A l’image de tout le film, Jonah Hill en fait des tonnes et c’est probablement ce qui plombe le plus sa comédie étouffée par cette incapacité à doser quoique ce soit et par cette lourdeur du geste permanente. Témoin, un détail censé être comique. Dans les bureaux de cet avocat fou, les murs sont ornés de tableaux de ses meilleurs clients : Kevin Spacey, Cuba Gooding Jr… On se demande encore si c’était destiné à être drôle, si c’est d’un goût franchement douteux, ou si Jonah Hill se compare sérieusement à eux question cancel culture.

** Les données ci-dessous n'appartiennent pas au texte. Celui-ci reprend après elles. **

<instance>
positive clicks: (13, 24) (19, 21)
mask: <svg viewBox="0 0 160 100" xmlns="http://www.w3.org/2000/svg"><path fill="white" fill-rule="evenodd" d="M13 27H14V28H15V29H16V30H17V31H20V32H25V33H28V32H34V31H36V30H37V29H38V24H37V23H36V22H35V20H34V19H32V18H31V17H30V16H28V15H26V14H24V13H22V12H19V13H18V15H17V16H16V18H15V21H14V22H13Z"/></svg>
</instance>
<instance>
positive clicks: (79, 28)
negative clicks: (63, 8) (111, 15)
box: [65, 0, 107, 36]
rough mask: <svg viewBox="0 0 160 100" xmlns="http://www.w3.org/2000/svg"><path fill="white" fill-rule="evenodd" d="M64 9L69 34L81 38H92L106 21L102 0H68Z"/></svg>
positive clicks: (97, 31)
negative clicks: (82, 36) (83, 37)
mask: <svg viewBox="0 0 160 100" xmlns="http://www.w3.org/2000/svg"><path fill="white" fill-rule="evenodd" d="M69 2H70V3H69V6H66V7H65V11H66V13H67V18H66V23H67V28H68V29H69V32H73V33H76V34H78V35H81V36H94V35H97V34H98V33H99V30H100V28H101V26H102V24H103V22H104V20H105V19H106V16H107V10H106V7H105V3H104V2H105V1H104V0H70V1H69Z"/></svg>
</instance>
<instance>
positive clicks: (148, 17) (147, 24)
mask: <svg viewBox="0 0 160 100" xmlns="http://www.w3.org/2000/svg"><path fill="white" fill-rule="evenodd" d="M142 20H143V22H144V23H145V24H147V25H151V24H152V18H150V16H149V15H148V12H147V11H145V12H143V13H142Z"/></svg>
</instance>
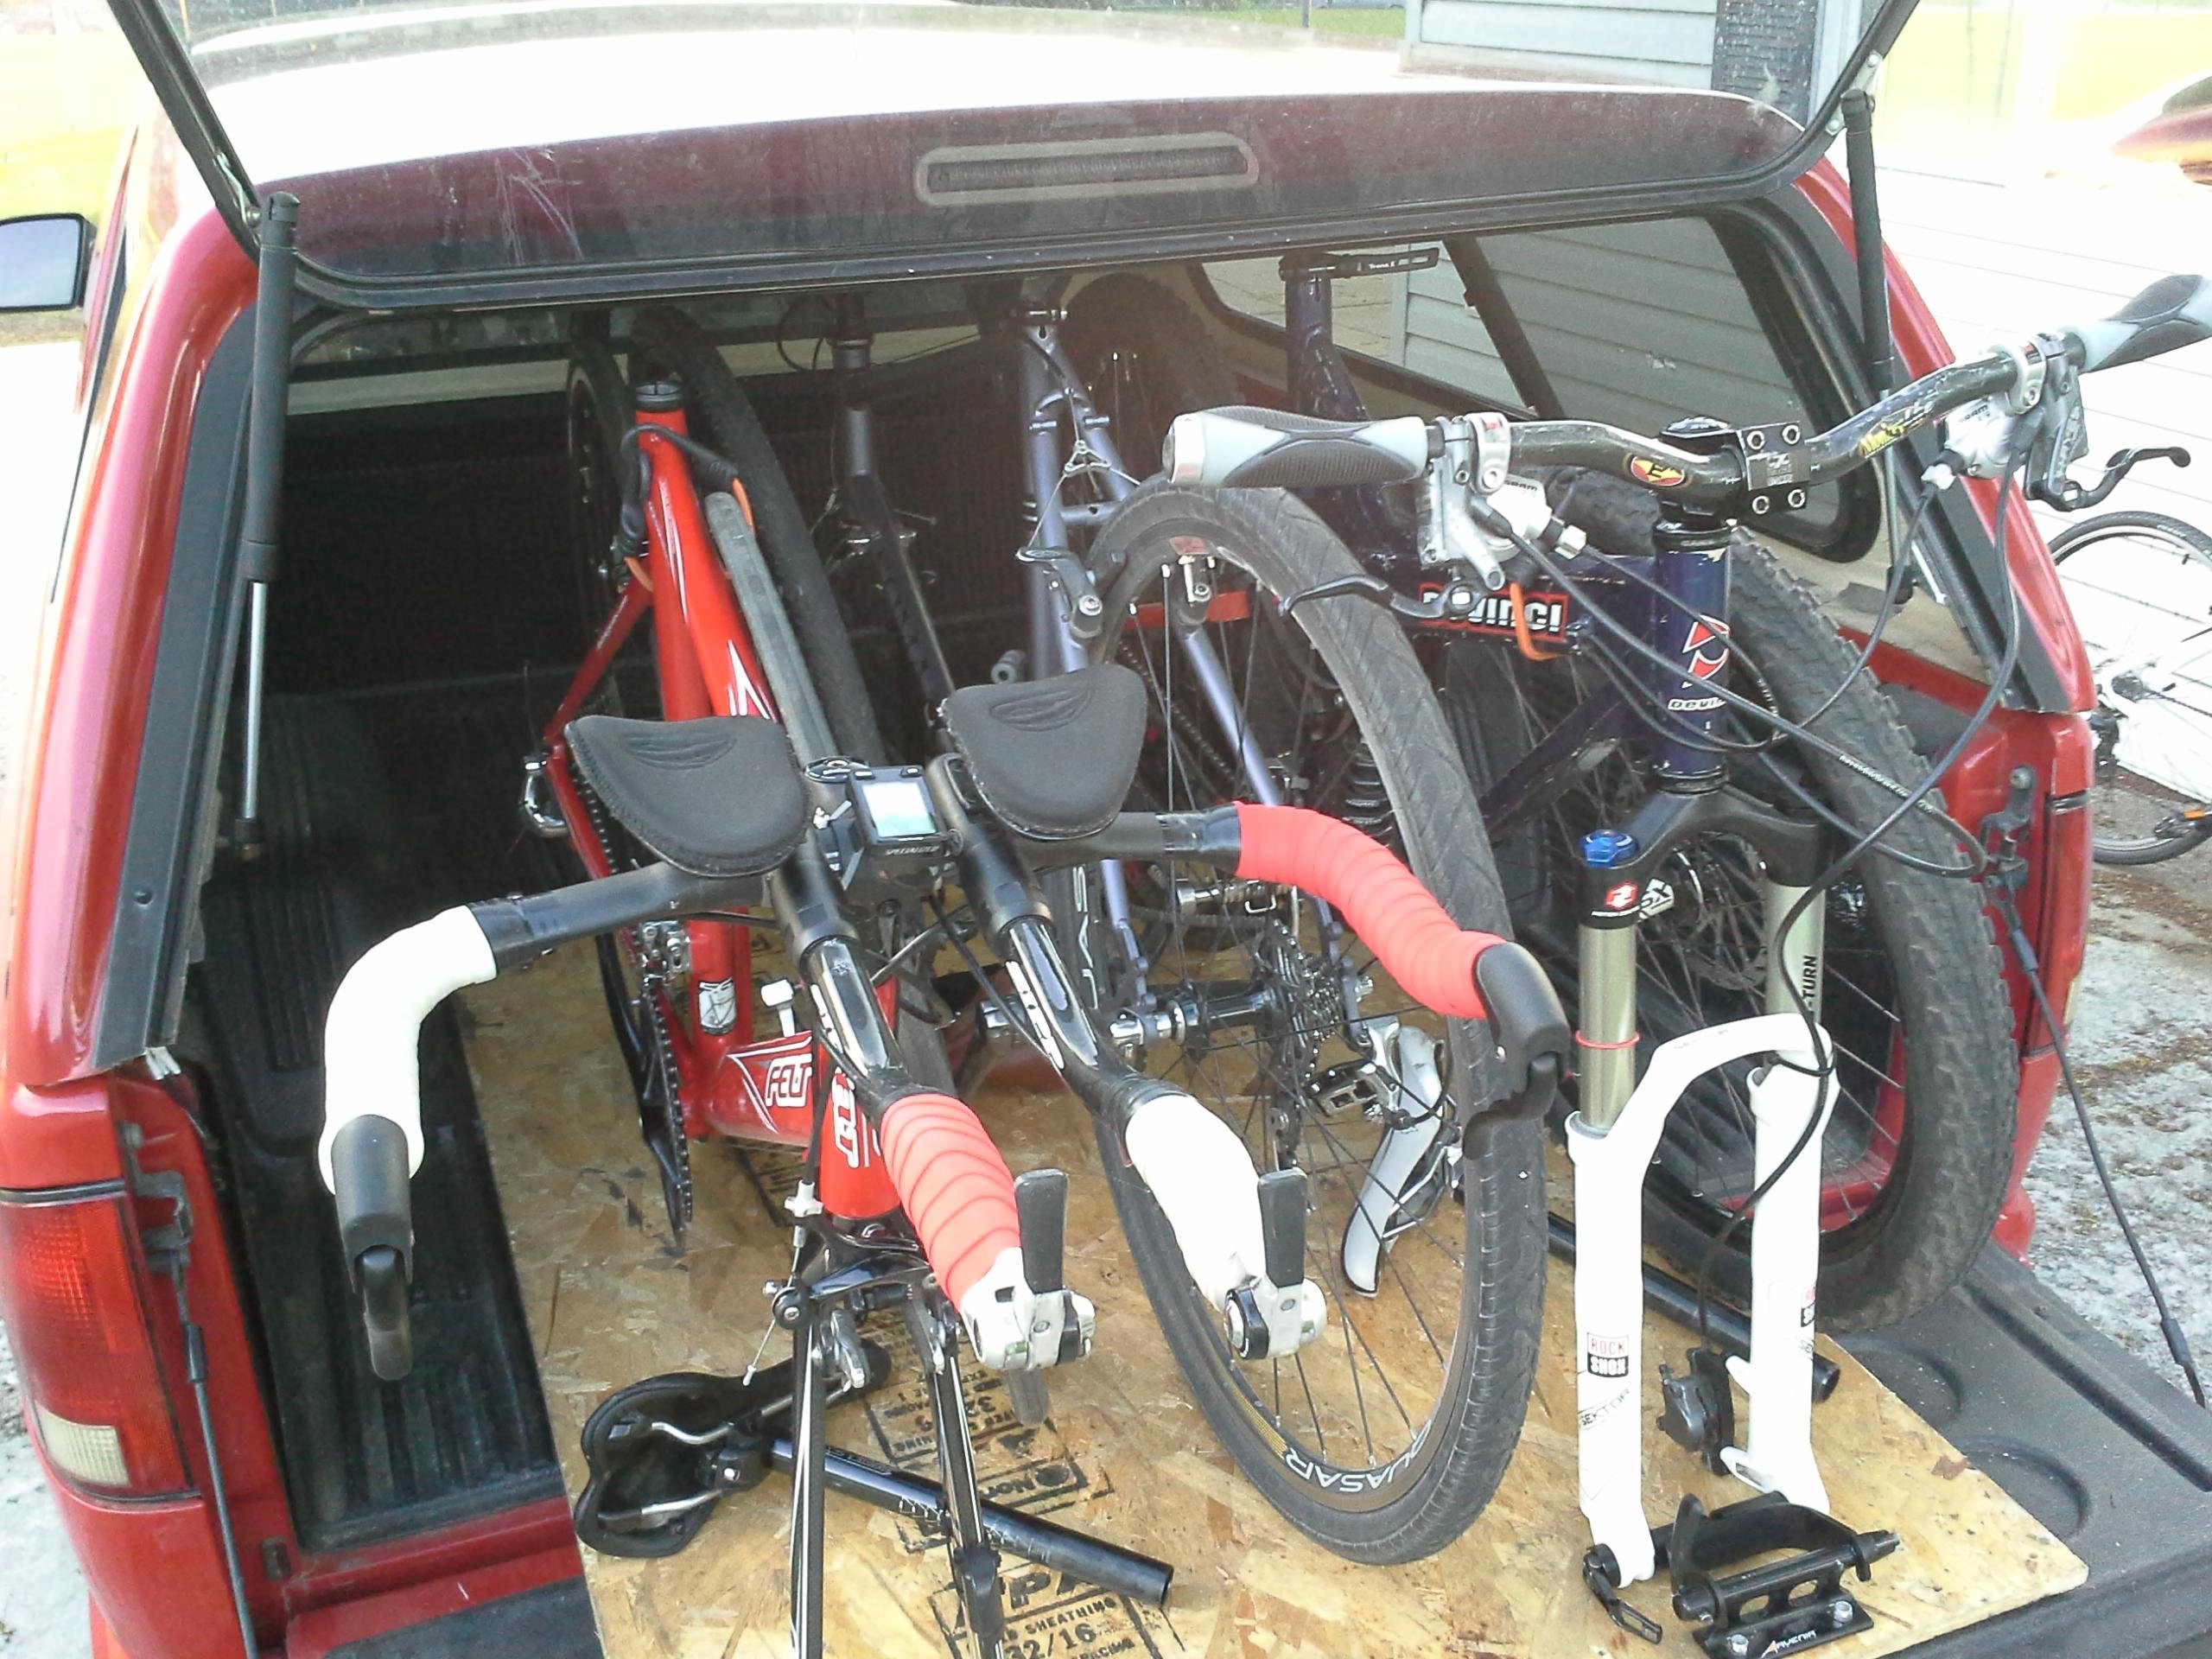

Sur le papier, Chantage pouvait arguer quelques bonnes idées. Dans les faits, il beugle de manière outrancière et contreproductive pour au final épuiser autant qu’il ennuie. C’est médiocre, mal fichu, plat, inconsistant, condescendant, dénué de tout degré d’intelligence dans son approche au bulldozer. Le portrait d’Hollywood est à mille lieux de celui de la récente série The Studio, le potentiel émotion est anéanti par des personnages auxquels on ne s’attache jamais (mis à part celui de Martin Scorsese) ou pire que l’on rejette avec détestation, et enfin la satire comique est écrabouillée par un profond sentiment d’amertume gênant. Affublé d’un subversif de pacotille, Chantage ne devient jamais ce qu’il veut être. La seule chose qu’il parvient à épouser, c’est un gros n’importe quoi ou rien ne fonctionne, ni l’humour, ni le drame, ni le propos. Si Jonah Hill s’était un peu moins regardé le nombril, il aurait peut-être eu le temps de faire un vrai film pertinent et incisif plutôt qu’une pareille tambouille brouillonne et acerbe, au fond plus agaçante que consternante servant à ses acteurs des coquilles vides qu’ils traversent en glissant dessus. Pathétique. Nous aussi on mérite des excuses après un truc pareil.